Les Carnets de CoraH (Épisode 69) (09/12/2018)
Épisode 69 : Marc JURT en rêvant : Passion captive
Dans le carré blanc, une passion captive. S’agit-il d’une scène de torture, d’un sacrifice ou d’une offrande ? Le cancer est une torture, le désir sexuel un sacrifice et le corps une offrande : les trois jouets de la destinée qui ne dépendent pas de nous. Alors il nous reste l’esprit : croquer, esquisser, calquer, graver, tracer, mêler le sucre à la gouache, ajouter un peu de douceur, changer l’inertie des choses. Le geste se veut doux envers soi, il sera peut-être salvateur comme le grain de sable qui enraye le processus inéluctable, comme un espoir fou qui nique la mort.
L’être non censuré, qui figure dans l’incruste, est emballé dans un linceul et ficelé de toutes parts — sans doute déshumanisé. Il gît en équilibre sur le flanc obscur d’un mont sans croix ni arbre. Cette même forme arrondie comme un mamelon, gravée 8 ans plus tôt dans Fiançailles, irradiait d’une lumière étincelante ; à son point culminant dansait le couple de sapins d’une minuscule forêt. Les points de contact sont devenus les lieux du martyre, ils annoncent une mort imminente. L’ombre se propage, et gagne peu à peu les versants des deux mondes. Le corps n’est plus qu’une enveloppe poste restante.
Sur la grande plaque, le corps est radiographié. Le regard pénètre la matière pour obtenir un cliché révélant certain contraste dû à la densité de la matière, quelques courbes fantomatiques. On y voit un étranglement d’organes, un manque d’inspiration, une suffocation peut-être, des os cassés épars formant une paire de colonne vertébrale, l’une féminine, l’autre s’appuyant sur un tuteur, un bambou, son double greffé. Autour du sac d’os, une masse opaque avec des taches indiscernables, comme des feuilles séchées enroulées.

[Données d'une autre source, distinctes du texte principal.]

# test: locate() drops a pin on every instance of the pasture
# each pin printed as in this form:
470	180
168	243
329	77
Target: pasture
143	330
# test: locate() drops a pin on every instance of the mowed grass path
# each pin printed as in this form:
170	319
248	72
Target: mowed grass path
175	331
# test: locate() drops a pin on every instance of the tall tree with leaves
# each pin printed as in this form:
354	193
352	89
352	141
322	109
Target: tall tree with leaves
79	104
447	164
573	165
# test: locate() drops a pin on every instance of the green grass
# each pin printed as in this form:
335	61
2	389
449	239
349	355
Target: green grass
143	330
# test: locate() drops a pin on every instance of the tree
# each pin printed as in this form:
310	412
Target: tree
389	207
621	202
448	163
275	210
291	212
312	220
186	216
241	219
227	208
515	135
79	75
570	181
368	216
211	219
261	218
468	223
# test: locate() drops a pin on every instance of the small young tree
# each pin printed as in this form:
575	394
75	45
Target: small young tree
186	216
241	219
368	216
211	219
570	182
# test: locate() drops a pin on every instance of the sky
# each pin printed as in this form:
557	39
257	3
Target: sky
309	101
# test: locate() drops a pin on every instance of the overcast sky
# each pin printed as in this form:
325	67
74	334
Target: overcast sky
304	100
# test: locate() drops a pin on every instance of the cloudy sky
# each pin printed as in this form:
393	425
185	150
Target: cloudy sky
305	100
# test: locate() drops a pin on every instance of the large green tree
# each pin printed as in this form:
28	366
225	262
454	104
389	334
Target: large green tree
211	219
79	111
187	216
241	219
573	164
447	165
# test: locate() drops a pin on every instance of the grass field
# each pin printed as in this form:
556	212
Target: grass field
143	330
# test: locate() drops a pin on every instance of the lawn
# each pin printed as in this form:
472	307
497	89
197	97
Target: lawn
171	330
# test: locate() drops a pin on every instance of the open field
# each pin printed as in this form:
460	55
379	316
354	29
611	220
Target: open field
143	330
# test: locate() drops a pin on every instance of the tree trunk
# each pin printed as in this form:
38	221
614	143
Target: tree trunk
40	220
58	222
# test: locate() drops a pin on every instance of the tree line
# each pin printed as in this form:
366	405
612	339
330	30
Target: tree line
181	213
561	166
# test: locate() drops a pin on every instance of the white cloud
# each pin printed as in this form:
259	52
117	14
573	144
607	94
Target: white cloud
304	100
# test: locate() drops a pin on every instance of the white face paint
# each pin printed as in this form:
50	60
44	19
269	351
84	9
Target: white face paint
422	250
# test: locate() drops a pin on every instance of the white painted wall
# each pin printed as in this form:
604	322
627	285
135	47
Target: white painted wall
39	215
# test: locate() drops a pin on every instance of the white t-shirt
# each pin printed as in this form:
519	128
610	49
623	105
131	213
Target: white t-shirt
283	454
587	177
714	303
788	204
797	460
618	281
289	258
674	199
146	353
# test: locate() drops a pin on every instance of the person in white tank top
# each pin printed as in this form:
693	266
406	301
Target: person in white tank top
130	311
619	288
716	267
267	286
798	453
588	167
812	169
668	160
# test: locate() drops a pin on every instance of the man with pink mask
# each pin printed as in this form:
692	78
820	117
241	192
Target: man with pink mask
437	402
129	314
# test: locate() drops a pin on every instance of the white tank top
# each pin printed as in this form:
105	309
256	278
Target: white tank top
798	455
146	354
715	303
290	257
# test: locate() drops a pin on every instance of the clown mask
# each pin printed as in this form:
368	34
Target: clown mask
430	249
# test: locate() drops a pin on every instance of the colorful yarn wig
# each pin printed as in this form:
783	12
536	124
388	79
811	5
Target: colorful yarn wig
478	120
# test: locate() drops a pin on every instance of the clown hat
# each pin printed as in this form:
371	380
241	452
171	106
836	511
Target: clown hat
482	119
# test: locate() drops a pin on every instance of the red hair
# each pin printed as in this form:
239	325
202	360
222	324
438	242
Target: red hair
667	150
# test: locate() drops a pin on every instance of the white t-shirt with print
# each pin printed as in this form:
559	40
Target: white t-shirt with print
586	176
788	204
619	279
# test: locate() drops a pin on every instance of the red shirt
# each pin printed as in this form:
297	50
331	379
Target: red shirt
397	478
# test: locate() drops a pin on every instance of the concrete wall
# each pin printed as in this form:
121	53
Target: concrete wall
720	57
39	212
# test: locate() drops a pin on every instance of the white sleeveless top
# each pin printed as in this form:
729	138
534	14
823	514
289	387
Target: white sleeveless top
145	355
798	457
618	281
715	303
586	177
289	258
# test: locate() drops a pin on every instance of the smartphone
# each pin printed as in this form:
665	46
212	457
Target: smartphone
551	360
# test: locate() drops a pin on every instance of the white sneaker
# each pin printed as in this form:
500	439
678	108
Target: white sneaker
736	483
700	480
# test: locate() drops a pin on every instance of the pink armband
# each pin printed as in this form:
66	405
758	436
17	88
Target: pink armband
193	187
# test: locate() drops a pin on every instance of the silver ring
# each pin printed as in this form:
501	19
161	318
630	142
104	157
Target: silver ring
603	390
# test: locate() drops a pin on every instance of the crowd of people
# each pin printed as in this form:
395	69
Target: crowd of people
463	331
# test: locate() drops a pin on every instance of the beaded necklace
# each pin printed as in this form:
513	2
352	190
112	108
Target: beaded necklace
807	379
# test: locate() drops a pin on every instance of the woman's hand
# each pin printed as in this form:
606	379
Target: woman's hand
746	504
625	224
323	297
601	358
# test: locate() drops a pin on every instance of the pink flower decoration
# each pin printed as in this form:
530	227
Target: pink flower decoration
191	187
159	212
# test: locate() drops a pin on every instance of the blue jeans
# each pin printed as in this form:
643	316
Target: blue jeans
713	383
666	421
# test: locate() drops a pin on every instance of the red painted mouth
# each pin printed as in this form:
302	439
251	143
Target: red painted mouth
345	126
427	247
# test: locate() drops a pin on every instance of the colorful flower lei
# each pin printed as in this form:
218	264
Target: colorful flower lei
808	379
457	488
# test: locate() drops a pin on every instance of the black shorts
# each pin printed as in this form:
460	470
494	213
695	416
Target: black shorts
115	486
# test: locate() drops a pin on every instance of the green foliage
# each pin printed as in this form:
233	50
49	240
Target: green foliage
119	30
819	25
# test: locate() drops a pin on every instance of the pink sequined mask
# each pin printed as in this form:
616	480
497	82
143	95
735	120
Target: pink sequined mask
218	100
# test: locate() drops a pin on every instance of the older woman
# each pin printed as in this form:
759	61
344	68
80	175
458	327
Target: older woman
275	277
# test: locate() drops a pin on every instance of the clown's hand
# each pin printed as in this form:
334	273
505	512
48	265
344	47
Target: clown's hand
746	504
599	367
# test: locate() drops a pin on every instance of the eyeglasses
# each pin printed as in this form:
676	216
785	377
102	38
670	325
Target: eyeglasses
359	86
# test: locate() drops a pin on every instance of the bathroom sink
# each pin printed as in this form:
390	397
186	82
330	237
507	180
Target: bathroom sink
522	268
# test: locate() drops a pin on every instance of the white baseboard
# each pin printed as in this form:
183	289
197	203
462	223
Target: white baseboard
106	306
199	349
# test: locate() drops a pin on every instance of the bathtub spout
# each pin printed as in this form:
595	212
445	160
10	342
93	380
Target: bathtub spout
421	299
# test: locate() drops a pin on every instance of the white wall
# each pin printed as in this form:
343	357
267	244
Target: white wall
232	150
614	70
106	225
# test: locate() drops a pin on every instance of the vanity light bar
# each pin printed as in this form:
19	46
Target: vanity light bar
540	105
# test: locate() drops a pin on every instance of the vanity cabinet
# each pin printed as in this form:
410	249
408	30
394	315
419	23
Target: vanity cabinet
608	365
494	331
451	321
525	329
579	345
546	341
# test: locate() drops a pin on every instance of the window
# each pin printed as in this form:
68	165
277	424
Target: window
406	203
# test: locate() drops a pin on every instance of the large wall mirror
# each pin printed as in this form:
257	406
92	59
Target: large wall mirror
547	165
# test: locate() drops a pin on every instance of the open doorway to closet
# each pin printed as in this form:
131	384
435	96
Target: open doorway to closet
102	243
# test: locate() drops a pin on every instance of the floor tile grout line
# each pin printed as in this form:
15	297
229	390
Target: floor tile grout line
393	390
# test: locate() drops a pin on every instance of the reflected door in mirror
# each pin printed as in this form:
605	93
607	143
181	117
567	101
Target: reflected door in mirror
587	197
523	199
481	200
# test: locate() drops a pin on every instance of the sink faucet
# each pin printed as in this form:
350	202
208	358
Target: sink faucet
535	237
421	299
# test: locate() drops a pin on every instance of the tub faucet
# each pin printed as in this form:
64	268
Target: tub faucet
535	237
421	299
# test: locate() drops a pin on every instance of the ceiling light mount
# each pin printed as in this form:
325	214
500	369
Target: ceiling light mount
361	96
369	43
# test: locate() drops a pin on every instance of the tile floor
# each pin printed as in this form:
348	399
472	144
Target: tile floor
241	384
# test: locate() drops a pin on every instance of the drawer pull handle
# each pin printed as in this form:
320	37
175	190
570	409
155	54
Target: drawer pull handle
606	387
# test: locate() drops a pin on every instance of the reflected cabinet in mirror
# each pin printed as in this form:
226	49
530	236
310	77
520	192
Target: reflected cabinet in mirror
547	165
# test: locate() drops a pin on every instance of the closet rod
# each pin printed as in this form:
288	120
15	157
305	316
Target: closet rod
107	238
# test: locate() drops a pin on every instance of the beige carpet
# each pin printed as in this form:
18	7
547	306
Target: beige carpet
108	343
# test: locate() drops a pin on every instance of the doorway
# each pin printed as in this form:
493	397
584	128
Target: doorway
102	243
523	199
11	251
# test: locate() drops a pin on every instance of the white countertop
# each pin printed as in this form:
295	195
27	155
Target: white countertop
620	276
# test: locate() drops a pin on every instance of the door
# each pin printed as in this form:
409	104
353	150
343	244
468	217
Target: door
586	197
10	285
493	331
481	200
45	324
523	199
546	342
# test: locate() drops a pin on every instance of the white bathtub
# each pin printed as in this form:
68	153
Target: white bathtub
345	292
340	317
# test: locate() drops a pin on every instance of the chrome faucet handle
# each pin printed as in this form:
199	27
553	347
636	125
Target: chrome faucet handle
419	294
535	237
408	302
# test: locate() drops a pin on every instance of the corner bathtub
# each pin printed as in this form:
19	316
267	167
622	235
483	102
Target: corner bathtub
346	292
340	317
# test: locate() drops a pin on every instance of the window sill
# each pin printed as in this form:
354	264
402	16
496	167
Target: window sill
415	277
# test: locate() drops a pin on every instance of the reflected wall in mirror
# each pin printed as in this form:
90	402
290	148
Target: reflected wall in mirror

C’est ainsi que la passion de l’artiste s’est révélée dans la maladie et dans son corps souffrant le martyr. Elle nous touche de manière singulière, chacun y voyant les traces de sa propre passion.
Au début des années 90, Marc JURT luttait pour la deuxième fois contre le cancer. Après des séances de chimio, il connut une période de rémission et d’intense créativité.
Marc JURT.Passion captive, 1990. Aquatinte au sucre et eau-forte en blanc et noir sur deux plaques 14,8 x 20 et 43,5 x 39,5 cm. Catalogue raisonnéno205.
Note de Marc JURT sur une série d’estampes dont Passion captive: « Gravures s’appuyant sur le geste, la trace du pinceau et leur mise en rapport avec des éléments travaillés au trait. Juxtaposition de plaques, couleurs alliées aux divers papiers appliqués. Dialogues, rencontres ». Catalogue raisonné, p. 51.
Marc JURT. Fiançailles, 1982. Pointe-sèche et aquatinte en noir et bleu ; 39,7 x 29, 5 cm. Catalogue raisonné, no120.
NOTE de Marc JURT à propos de Fiançailles: « Vie et liberté du trait gravé, réalisé dans l’atelier de Genève ». Catalogue raisonné, p. 51.